Unlike other battery materials, the new material does not degrade when repeatedly charged and recharged. That could lead to faster batteries lasting between two or three years, they said.

'The ability to charge and discharge batteries in a matter of seconds rather than hours may open up new technological applications and induce lifestyle changes,' Dr Ceder said.

The technology could also usher in a new generation of smaller, lighter batteries that allow phones and handheld batteries to be the size of credit cards.

Although the invention will be popular with owners of electronic portable gadgets - who will no longer need to remember to keep them charged up overnight - it could also usher in a new era of electric cars.

Bigger batteries for plug in electric cars could charge in just five minutes - compared with about eight hours for existing batteries.

Owners of electric cars would be free to drive long distances, safe in the knowledge that they could top up their battery in a few minutes at a service station - just like the owner of a petrol or diesel car.

[Pumblechook]

Have you worked out the power required to fast charge a high capacity traction battery?..  The volts and amps required.

[lyner]

We've been here before. It's the power supply that the filling station would need that's the problem.
If you need to charge a 2000Ah battery in 1/100 of an hour (i.e. less than a minute) you would need to charge at 200,000A. That's going to need around 1,000A of mains power for each vehicle being charged. Then there's all the heat that it would produce during charging.
A petrol pump gets the energy in with much less fuss.

[Pumblechook]

How big would a 200,000 Amp plug be?

 

[wolfekeeper]

We've been here before. It's the power supply that the filling station would need that's the problem.
If you need to charge a 2000Ah battery in 1/100 of an hour (i.e. less than a minute) you would need to charge at 200,000A. That's going to need around 1,000A of mains power for each vehicle being charged.

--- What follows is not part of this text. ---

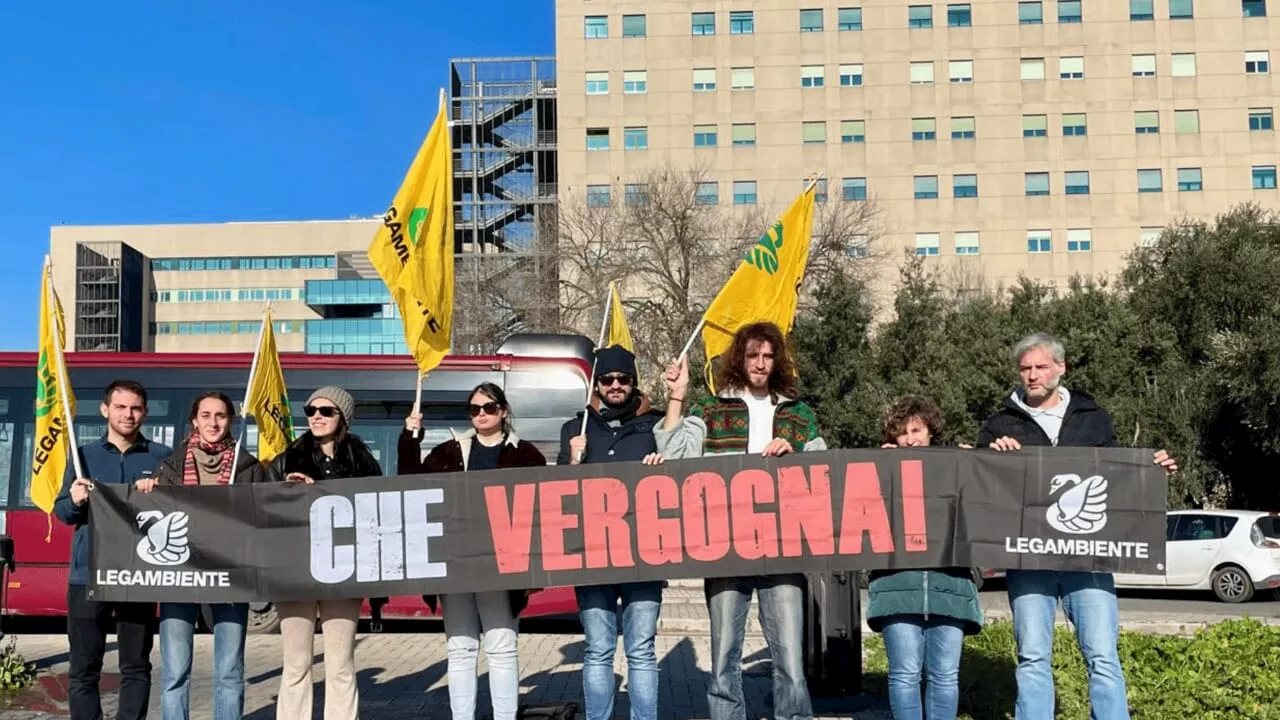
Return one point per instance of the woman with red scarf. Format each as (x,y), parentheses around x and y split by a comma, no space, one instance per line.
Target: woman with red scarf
(204,459)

Not necessarily. There's a difference between peak power and average power. Having a battery in the filling station would considerably reduce the peak. You only have to supply the charging station at average power, not peak power; and being able to charge faster doesn't necessarily change this much.

But you'd need a heck of a lot of new power stations to supply all the energy for electric cars.

On the upside though, having a lot of electric cars plugged into the mains can completely flatten out the grid's load, and you end up with somewhat cheaper electricity, since they can supply peak power from electricity they absorbed at base load prices.